作者
Eulàlia Baselga,Nikolay N. Murashkin,Myong Soon Sung,Lara Wine Lee,Chunyuan Liu,Lauren Bates,Annie Zhang
摘要
Background: We describe real-world treatment patterns in patients aged <12 years with moderate-to-severe AD, focusing on systemic treatments. Methods: PEDISTAD (NCT03687359) is an ongoing, international, noninterventional registry in patients aged <12 years with moderate-to-severe AD inadequately controlled with topical therapies. Treatment was per investigator discretion. In this interim analysis (data cutoff 30 July 2020), we report baseline data for all patients, and changes in the following outcomes (from therapy start [TS] to last observation [LO]) for patients receiving systemic treatments of interest (dupilumab, cyclosporine, or methotrexate): Eczema Area and Severity Index (EASI), AD-affected body surface area (BSA), Patient-Oriented Eczema Measure (POEM), Children’s Dermatology Life Quality Index (CDLQI; 4–<12 years), and current-day peak pruritus numerical rating scale (PP-NRS). No formal statistical testing was performed. Results: At baseline, 77.2% (565/732) of patients were receiving nonsystemic AD therapies (topical corticosteroids: 69.9%); 23.1% were receiving systemic therapies, including: dupilumab: 2.6% [n = 19]; cyclosporine: 8.1% [n = 59]; and methotrexate: 9.0% [n = 66]. The median duration of patient follow-up was 8.7 months.

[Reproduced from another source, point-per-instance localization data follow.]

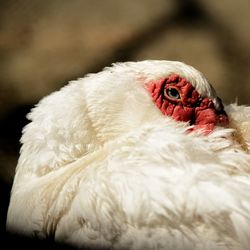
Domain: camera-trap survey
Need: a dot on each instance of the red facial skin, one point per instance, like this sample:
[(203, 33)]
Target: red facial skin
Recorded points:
[(176, 97)]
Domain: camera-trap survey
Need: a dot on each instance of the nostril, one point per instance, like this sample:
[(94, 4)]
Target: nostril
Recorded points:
[(172, 93)]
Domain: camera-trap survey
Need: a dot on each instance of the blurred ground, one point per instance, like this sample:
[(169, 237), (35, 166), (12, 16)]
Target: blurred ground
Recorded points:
[(43, 44)]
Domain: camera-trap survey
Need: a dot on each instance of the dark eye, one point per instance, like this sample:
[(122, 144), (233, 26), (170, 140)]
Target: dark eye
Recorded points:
[(173, 93)]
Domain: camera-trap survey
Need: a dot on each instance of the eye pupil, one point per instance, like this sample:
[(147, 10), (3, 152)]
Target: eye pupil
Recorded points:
[(173, 93)]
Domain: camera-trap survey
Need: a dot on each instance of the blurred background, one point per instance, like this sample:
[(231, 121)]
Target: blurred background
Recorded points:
[(46, 43)]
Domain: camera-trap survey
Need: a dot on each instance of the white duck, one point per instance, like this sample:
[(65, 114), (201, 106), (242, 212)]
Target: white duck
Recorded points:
[(139, 156)]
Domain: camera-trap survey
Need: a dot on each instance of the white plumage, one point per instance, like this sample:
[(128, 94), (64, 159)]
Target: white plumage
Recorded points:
[(101, 166)]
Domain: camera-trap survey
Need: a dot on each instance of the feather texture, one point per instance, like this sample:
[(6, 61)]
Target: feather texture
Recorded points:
[(100, 166)]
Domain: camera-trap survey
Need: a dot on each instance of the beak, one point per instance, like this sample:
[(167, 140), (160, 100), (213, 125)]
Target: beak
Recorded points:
[(207, 116)]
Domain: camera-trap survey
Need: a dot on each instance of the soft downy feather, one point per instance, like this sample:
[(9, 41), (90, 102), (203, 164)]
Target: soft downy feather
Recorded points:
[(101, 167)]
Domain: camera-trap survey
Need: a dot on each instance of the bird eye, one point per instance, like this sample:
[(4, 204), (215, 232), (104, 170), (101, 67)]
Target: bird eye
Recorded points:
[(173, 93)]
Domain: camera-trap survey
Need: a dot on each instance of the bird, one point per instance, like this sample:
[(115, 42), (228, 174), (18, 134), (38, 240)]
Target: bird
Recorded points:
[(141, 155)]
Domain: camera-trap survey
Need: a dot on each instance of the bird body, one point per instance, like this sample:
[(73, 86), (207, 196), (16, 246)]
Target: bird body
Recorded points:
[(104, 165)]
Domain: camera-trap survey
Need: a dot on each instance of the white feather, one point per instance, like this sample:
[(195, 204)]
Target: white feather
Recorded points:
[(100, 166)]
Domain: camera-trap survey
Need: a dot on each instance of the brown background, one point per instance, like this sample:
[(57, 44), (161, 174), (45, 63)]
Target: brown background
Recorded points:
[(45, 43)]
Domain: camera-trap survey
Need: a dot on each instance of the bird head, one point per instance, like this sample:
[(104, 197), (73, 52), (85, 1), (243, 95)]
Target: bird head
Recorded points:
[(177, 97), (128, 94), (89, 112)]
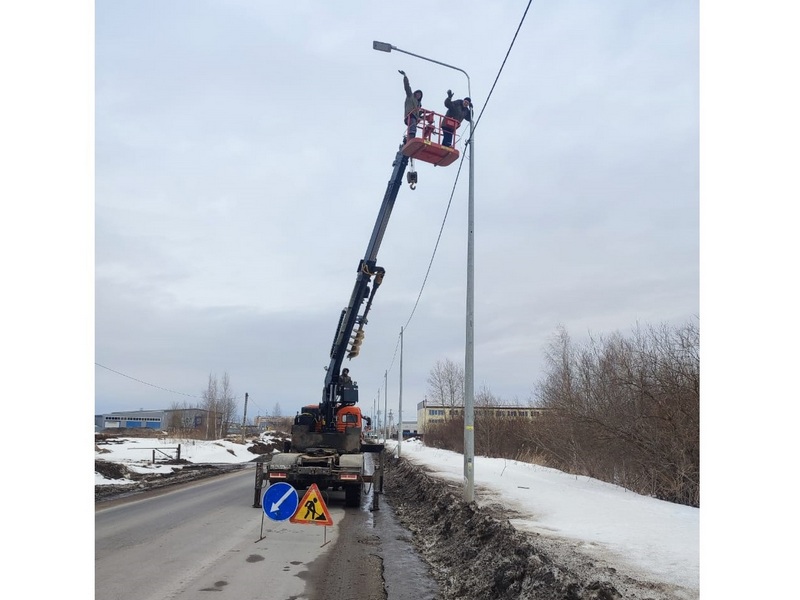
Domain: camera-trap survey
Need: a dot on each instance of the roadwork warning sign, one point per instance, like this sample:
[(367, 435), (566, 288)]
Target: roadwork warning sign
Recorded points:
[(312, 509)]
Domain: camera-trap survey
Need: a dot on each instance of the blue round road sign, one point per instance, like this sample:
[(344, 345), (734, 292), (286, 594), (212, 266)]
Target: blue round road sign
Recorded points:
[(280, 501)]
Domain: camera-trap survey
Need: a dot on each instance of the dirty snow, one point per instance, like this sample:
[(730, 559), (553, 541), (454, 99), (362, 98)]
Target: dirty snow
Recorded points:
[(656, 538)]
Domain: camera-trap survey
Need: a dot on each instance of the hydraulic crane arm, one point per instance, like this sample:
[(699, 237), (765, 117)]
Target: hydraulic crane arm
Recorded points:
[(350, 330)]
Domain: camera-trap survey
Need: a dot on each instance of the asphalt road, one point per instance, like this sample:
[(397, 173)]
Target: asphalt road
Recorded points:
[(207, 537)]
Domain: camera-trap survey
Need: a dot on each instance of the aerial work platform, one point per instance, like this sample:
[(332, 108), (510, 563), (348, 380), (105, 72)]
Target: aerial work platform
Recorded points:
[(427, 144)]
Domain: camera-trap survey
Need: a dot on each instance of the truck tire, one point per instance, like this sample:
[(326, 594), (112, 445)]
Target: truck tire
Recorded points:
[(352, 495)]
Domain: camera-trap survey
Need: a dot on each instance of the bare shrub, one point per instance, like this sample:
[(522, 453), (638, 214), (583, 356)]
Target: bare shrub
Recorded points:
[(626, 410)]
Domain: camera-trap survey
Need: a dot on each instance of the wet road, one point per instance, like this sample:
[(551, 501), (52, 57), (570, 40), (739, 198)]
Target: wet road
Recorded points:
[(207, 536)]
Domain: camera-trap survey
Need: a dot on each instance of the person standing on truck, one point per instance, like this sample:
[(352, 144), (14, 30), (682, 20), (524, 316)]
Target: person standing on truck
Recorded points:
[(411, 112), (457, 110)]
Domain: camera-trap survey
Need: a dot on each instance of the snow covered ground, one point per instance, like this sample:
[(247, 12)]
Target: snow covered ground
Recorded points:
[(649, 536), (612, 524)]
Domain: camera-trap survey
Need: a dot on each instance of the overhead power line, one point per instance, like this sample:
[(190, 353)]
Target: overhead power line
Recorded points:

Physician-reported outcomes (change in mean ± SD) improved from TS to LO: EASI (dupilumab [n = 31], cyclosporine [n = 80], methotrexate [n = 69]: -13.8 ± 15.4, -4.6 ± 12.2, -6.2 ± 12.8) and % BSA (-18.4 ± 25.0, -13.6 ± 22.3, -14.6 ± 18.8). Change in patient/caregiver-reported outcomes were: POEM (-7.6 ± 8.5, -2.1 ± 11.1, -4.3 ± 11.2), CDLQI (-7.2 ± 7.8, 0.3 ± 5.5, -2.9 ± 6.8) and PP-NRS (-2.6 ± 2.3, 0.7 ± 3.0, 0.6 ± 2.5). Time-to-discontinuation (mean ± SD, months) was: dupilumab (8.6 ± 6.4); cyclosporine (5.2 ± 4.1); methotrexate (7.0 ± 4.7). Conclusions: The most common treatment at baseline for children aged <12 years with moderate-to-severe AD was topical corticosteroids. Dupilumab was associated with greater improvements in clinical assessments/patient-reported outcomes vs other systemic therapies.